Question

我一直在尝试为Xcode中的自定义字符串类型创建自定义数据格式化程序。以下代码获取字符串中第一个字符的地址：

def MyStringSummary(valobj, internal_dict):
    data_pointer = valobj.GetChildMemberWithName('AllocatorInstance').GetChildMemberWithName('Data')
    print data_pointer.GetValue()

打印出指针地址。当我查看该地址的内容时，我可以看到用于存储该数据的宽字符，所以我想我要做的是将此指针转换为wchar_t，然后我得到了第一个字符。我的第一个方法之一是：

if data_pointer.TypeIsPointerType():
    mychar = data_pointer.Dereference()
    print mychar.GetValue()
else:
    print "data_pointer is not a pointer!"

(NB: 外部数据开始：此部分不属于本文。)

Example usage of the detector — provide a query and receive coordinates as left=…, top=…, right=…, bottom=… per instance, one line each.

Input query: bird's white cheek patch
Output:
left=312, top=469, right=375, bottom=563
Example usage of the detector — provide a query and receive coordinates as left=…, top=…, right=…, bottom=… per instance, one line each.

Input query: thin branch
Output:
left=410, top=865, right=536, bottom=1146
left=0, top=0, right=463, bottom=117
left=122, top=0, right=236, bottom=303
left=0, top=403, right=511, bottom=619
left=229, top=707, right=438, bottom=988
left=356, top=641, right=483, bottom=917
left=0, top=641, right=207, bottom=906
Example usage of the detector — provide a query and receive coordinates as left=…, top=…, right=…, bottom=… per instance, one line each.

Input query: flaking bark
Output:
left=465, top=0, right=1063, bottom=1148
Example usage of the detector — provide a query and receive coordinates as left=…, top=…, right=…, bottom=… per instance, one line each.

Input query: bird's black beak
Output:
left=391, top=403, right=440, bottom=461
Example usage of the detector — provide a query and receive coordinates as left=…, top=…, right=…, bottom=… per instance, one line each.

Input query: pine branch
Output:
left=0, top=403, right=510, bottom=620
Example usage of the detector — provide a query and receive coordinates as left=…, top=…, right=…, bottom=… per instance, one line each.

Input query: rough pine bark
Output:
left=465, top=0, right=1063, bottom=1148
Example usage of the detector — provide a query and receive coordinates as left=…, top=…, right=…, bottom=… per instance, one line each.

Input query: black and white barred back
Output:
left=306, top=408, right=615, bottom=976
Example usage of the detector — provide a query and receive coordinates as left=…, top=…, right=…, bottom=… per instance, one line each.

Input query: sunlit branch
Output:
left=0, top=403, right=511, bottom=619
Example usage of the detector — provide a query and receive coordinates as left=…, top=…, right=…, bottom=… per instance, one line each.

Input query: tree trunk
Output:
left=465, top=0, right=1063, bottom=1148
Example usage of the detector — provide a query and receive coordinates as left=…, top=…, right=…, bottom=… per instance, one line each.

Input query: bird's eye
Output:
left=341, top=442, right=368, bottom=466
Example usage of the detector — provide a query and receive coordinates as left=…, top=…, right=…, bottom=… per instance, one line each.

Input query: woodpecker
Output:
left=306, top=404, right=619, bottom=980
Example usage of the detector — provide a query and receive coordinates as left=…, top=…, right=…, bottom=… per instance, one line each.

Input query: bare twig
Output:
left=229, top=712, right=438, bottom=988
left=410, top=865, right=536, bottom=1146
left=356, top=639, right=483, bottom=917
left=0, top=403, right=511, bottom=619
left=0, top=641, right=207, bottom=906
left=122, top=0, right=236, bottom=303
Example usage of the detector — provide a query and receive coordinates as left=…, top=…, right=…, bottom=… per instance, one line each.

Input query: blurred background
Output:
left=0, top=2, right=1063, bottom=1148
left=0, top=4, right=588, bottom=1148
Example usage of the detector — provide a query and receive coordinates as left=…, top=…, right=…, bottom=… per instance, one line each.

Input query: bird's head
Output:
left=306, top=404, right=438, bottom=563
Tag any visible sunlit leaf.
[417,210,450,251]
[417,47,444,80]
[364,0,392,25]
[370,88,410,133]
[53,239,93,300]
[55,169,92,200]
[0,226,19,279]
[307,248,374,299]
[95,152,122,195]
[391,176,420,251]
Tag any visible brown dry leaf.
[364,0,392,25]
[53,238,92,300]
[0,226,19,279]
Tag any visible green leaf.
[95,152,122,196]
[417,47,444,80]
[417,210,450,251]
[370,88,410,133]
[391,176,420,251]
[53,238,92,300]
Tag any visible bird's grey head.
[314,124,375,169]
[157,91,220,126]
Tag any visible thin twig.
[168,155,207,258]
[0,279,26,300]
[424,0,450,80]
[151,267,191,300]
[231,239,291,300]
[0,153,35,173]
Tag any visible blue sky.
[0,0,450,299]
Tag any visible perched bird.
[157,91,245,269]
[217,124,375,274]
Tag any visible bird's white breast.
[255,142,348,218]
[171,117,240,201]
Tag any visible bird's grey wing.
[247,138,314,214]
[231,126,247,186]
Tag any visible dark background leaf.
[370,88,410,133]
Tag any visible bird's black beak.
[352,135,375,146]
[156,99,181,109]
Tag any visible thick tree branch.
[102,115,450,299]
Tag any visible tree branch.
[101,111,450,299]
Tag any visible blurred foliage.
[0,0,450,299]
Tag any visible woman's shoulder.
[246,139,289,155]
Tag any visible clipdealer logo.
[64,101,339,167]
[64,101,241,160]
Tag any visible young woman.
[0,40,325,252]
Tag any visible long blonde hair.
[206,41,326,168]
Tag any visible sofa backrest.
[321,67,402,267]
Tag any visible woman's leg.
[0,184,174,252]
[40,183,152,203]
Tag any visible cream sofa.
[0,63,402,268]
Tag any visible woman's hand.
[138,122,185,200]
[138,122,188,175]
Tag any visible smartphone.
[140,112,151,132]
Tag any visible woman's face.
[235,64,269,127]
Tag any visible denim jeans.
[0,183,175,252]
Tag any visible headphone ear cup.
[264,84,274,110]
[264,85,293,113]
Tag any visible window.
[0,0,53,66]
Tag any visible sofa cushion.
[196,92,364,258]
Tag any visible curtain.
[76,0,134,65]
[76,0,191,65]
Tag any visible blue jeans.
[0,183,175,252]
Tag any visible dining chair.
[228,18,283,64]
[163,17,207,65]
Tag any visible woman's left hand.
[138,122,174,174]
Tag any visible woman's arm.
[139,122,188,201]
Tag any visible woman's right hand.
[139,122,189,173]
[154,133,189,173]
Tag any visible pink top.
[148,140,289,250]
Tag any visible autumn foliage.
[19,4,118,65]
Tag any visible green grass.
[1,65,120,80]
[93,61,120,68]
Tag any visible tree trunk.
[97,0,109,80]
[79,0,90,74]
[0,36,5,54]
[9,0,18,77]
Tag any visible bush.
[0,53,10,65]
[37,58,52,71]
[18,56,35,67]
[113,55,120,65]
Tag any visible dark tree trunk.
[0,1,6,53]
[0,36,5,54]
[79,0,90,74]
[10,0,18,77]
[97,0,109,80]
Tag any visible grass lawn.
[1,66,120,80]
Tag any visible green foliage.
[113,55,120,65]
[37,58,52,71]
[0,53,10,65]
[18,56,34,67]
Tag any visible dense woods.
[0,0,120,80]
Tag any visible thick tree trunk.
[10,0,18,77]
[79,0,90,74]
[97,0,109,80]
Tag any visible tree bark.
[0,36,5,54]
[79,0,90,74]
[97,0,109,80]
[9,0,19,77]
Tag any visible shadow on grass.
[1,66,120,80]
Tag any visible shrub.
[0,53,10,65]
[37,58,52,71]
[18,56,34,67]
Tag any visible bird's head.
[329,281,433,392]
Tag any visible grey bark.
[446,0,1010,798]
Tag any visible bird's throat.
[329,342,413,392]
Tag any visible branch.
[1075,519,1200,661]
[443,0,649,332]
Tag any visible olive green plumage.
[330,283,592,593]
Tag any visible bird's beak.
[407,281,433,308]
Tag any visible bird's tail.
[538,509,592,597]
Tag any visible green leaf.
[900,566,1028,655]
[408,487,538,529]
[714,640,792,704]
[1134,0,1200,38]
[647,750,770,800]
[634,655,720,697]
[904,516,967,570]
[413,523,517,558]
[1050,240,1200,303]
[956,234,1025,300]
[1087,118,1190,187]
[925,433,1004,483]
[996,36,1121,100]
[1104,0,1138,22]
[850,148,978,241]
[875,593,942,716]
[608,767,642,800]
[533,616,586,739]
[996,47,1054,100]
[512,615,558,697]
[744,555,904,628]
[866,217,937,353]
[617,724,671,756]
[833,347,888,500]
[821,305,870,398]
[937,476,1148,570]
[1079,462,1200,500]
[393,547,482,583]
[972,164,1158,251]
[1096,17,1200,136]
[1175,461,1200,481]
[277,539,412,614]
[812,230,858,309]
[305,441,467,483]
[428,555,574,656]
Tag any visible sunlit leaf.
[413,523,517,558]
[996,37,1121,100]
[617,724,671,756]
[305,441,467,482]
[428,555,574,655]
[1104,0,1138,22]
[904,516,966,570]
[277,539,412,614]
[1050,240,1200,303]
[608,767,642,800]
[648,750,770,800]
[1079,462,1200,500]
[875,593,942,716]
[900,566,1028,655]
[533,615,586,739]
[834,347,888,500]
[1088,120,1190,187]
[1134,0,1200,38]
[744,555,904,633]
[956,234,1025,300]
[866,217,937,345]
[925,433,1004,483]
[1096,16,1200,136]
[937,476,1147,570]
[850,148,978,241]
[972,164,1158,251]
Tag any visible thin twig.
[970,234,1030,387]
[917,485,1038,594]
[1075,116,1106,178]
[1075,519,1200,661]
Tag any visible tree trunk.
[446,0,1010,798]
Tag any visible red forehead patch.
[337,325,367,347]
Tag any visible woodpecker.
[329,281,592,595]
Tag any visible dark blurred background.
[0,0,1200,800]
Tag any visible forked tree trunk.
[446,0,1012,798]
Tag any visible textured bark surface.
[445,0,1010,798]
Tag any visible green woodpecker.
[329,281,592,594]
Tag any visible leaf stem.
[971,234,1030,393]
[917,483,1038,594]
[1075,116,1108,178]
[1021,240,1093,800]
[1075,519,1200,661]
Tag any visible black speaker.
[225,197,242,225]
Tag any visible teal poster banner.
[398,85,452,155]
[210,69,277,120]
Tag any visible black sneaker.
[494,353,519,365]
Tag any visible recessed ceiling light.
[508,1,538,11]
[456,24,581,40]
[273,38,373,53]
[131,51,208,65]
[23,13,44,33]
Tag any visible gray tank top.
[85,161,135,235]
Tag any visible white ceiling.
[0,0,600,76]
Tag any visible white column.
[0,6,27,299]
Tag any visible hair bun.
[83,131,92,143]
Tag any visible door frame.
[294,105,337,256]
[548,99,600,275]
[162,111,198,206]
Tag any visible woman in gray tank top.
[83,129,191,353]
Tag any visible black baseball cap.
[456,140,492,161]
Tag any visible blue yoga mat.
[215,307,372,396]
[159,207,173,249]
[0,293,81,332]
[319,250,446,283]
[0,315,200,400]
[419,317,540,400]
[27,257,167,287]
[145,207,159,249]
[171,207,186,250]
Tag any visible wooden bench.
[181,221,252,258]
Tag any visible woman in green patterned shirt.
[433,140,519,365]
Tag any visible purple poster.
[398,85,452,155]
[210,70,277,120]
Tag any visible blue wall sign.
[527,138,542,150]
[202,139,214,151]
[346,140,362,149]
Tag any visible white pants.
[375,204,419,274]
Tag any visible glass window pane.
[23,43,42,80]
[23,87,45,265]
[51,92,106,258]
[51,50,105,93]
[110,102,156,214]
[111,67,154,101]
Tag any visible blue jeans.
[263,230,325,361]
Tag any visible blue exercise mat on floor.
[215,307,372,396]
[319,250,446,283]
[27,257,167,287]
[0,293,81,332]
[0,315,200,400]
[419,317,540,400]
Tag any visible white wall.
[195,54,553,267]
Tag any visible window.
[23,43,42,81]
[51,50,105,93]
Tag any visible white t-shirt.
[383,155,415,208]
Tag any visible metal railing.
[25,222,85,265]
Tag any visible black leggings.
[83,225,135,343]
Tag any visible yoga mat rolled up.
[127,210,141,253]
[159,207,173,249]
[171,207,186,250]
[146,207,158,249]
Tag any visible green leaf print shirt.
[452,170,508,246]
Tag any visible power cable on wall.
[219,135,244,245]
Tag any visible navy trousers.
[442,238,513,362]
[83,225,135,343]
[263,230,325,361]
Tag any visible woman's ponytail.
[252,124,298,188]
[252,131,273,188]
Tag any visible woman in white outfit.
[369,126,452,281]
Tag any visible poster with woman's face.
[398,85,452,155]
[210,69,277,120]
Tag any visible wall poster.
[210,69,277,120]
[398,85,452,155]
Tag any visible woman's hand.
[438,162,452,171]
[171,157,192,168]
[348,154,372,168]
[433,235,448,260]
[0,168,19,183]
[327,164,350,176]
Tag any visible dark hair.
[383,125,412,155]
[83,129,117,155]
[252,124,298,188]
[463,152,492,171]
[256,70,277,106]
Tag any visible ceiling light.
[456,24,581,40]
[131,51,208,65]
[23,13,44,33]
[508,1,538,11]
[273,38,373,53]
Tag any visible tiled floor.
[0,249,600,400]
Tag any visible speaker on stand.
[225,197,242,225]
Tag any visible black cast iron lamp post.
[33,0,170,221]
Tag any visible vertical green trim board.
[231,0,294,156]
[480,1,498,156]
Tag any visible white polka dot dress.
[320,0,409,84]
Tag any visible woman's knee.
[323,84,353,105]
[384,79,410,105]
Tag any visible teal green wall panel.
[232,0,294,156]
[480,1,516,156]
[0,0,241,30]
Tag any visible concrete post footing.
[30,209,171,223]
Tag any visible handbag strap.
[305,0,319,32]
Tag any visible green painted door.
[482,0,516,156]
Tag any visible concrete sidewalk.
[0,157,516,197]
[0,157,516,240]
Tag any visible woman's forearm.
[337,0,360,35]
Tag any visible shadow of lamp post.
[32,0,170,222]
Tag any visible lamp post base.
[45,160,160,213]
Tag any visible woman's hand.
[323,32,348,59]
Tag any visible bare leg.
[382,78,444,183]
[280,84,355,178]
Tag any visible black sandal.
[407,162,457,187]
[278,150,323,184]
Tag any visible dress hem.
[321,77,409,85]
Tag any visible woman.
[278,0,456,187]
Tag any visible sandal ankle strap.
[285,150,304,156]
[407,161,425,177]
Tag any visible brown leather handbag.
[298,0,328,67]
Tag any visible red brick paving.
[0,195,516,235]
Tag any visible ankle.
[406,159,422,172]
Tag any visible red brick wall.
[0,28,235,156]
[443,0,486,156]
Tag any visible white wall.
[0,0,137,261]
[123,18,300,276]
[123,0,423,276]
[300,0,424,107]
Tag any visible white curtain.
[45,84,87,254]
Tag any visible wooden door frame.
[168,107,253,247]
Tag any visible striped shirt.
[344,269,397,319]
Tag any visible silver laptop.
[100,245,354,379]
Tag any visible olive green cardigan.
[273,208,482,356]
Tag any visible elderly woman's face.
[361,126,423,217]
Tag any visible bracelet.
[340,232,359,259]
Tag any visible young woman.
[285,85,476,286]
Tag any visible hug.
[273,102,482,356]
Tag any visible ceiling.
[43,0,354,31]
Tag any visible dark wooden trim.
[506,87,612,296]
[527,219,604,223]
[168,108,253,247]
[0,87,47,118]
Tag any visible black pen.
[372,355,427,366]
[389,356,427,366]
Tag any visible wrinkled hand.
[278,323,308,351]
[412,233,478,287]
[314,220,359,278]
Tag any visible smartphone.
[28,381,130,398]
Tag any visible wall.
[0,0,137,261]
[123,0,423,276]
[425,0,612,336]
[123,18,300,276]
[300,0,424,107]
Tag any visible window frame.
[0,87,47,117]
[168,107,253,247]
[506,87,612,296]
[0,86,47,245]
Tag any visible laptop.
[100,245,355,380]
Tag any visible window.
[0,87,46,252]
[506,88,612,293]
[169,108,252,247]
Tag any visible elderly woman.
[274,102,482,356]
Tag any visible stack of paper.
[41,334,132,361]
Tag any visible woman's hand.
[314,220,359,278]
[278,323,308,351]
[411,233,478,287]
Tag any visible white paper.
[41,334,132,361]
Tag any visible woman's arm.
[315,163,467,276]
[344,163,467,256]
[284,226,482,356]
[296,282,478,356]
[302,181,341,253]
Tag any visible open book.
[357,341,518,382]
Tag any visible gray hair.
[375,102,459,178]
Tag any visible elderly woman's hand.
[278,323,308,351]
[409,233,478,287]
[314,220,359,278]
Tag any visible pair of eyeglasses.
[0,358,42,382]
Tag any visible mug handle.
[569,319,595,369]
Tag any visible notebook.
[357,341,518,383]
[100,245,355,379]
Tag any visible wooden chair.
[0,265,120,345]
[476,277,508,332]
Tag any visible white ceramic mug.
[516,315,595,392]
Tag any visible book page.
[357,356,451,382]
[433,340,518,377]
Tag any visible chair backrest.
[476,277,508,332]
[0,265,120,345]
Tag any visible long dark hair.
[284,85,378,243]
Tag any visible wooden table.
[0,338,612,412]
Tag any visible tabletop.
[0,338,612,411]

这确认data_pointer 是指针，但Dereference()调用似乎无法解决任何问题：mychar.GetValue()只返回None。另一个问题 - 我是否能够通过一个循环并每次将data_pointer的地址增加一个固定的数量并保持解除引用并找到下一个字符，然后将其添加到输出字符串中？如果是这样，我该怎么做？

编辑：

为了帮助澄清问题，我将发布一些有关字符串的基础数据结构的信息。这个定义太长了，不能在这里发布（它也继承了它从泛型数组基类中所做的大部分工作），但我会给出更多细节。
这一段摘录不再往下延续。